CAPÍTULO 7 – EL ENAMORAMIENTO
Este es el capítulo 7 de un total de 200 –que se irán publicando- que forman parte del libro RELACIONES DE PAREJA: TODO LO QUE NO NOS HAN ENSEÑADO Y CONVIENE SABER.
“Uno se puede enamorar de la belleza externa, pero ama a la belleza interna”.
El enamoramiento es el paso previo e imprescindible para convertir una relación de dos personas desconocidas en una relación sentimental de pareja. Es una etapa muy delicada, transcendental, mucho más seria de lo que aparenta, que conviene transitar con acierto porque la posterior felicidad emocional, y el futuro de la relación sentimental, dependerán de que el proceso de enamoramiento sea correcto.
El primer paso es la atracción -cualquier tipo de atracción- porque “algo” tiene que haber para que uno se fije en el otro de un modo distinto a como mira al resto, y sin empezar a definirlo ni a querer entenderlo racionalmente ambos comienzan a ser conscientes de que el otro es “distinto” de los demás.
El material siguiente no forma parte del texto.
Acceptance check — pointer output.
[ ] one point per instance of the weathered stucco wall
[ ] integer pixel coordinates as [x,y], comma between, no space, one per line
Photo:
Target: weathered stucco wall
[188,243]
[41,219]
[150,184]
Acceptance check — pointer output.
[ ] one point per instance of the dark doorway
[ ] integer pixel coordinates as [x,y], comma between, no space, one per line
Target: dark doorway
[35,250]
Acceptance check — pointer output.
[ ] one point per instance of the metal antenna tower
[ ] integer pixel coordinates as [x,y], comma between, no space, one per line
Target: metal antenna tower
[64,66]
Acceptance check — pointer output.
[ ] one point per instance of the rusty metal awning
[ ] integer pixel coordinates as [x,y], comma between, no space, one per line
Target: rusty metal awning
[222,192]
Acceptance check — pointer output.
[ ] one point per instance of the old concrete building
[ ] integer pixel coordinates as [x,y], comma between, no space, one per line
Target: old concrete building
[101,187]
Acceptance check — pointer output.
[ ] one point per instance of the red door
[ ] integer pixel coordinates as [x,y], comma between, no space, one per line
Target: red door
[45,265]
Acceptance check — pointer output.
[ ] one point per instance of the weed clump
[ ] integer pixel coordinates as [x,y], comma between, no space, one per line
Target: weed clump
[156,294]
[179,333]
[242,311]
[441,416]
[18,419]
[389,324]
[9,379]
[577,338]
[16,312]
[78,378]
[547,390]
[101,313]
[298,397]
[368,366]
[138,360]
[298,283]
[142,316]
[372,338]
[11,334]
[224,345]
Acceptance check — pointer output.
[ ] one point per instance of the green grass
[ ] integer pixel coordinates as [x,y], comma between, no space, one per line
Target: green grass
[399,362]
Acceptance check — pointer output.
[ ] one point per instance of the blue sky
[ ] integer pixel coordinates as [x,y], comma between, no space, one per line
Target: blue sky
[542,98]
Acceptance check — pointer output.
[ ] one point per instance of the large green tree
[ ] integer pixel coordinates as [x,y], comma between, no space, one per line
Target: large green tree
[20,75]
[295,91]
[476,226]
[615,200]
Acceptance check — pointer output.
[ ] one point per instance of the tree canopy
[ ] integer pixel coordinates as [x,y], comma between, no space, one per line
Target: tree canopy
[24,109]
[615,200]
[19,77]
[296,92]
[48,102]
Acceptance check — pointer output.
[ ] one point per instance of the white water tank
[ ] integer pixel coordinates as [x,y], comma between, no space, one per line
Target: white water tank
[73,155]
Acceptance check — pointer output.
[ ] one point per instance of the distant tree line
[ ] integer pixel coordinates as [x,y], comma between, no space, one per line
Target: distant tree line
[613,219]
Hay muchas personas en el mundo, pero uno se ha sentido atraído por esa en especial. Tal vez sea el instinto quien sugiere que sea esa y no otra, o la intuición, o eso que se llama “el flechazo”. Hay algo que va fraguando un sentimiento que va más allá del compañerismo, de la amistad y del sentirse a gusto, o tal vez puede que sea una manifestación del instinto animal o una atracción sexual simplemente.
Si llamamos a las cosas por su nombre veremos que, a veces, llamamos amor a una pasión desordenada, a una fantasía que sólo vive en nuestros sueños, o lo que es solamente una erección continuada o un deseo de abrirse al otro.
Disfrazamos de amor, o lo bautizamos con ese nombre, a ese sentimiento descubierto hacia otra persona –aunque se ubique en la cabeza alterada o en la entrepierna-, al cual, y por desconocimiento, se puede llamar amor cuando en realidad es solamente una necesidad primaria instintiva que desea estar cubierta; o se puede llamar amor, si no estamos sinceramente atentos, a lo que sólo es la exigencia encubierta de fecundar o de procrear la especie, como animales que somos. Porque el amor de verdad se ubica, simbólicamente, en el corazón, y se le supone también en un lugar destacado y brillante de los sentimientos.
También se puede llamar erróneamente amor a la rendición ante quien dice las palabras que deseamos escuchar, a quien nos roza con su mano en un momento de necesidad de acompañamiento, o al portador de esa sonrisa con la que fantaseábamos, o a quien da ese beso cierto que antes sólo recibíamos en la imaginación.
El enamoramiento es interesante e imprescindible.
También es bastante inexplicable e irrazonable.
Y también es interesante trascenderlo.
Al llegar más allá del flechazo, del arrebato, encontramos el camino firme de suelo estable por el que discurre el amor consolidado y verdadero.
Hay que ser capaces de sortear las trampas, evitando caer en ellas, y saber discernir, y acertar, entre lo que es una auto-mentira disfrazada de verdad, una ilusión efervescente, y lo que es la realidad.
La auténtica realidad es un poco más difícil de aposentar, pero cuando lo hace enraíza con firmeza, se torna grande y frondosa, y a su sombra pueden estar los dos hasta el fin de la vida.
Si uno es capaz de sobreponerse a la obnubilación del enamoramiento, si separa con cuidado los oropeles que lo enlucen y las bisuterías que lo adornan, si distingue lo que son los decorados de teatro de lo que es edificio firme, tiene más posibilidades –casi todas- de fundar una relación con todas las posibilidades de futuro.
Si uno se atreve a quitarse las gafas de cristales rosas, y ve las cosas directamente con la belleza que aporta el sol de la verdad, puede descubrir la rotunda fragilidad de lo utópico sobre lo que uno pretendía establecer una relación. O descubrirá un amor real.
Si uno se auto-engaña, son engañados también el otro o la otra, y del mismo modo es engañada la relación. Demasiados engaños.
Es acertado dejar que la mente y el corazón tomen decisiones juntos. Que la primera sepa aplacar un poco al segundo, y sepa hacerle ver lo que no quiere o no puede ver, y que el corazón transmita su ilusión a la mente.
Es mejor que no sea solamente uno de los dos quien decida: a la mente le pueden parecer insuficientes los argumentos del corazón, pero es necesario que haya también un poco de locura –y ganas de hacer locuras-, y que la ilusión revolotee, y que los sueños sueñen, y que las sonrisas que se forman al pensar en el otro sigan vivas… pero sin dejar que las mentiras obvias se cuelen camufladas, e impedir que lo que no es amor, ni lo será, entre con intención de confundir y malograr.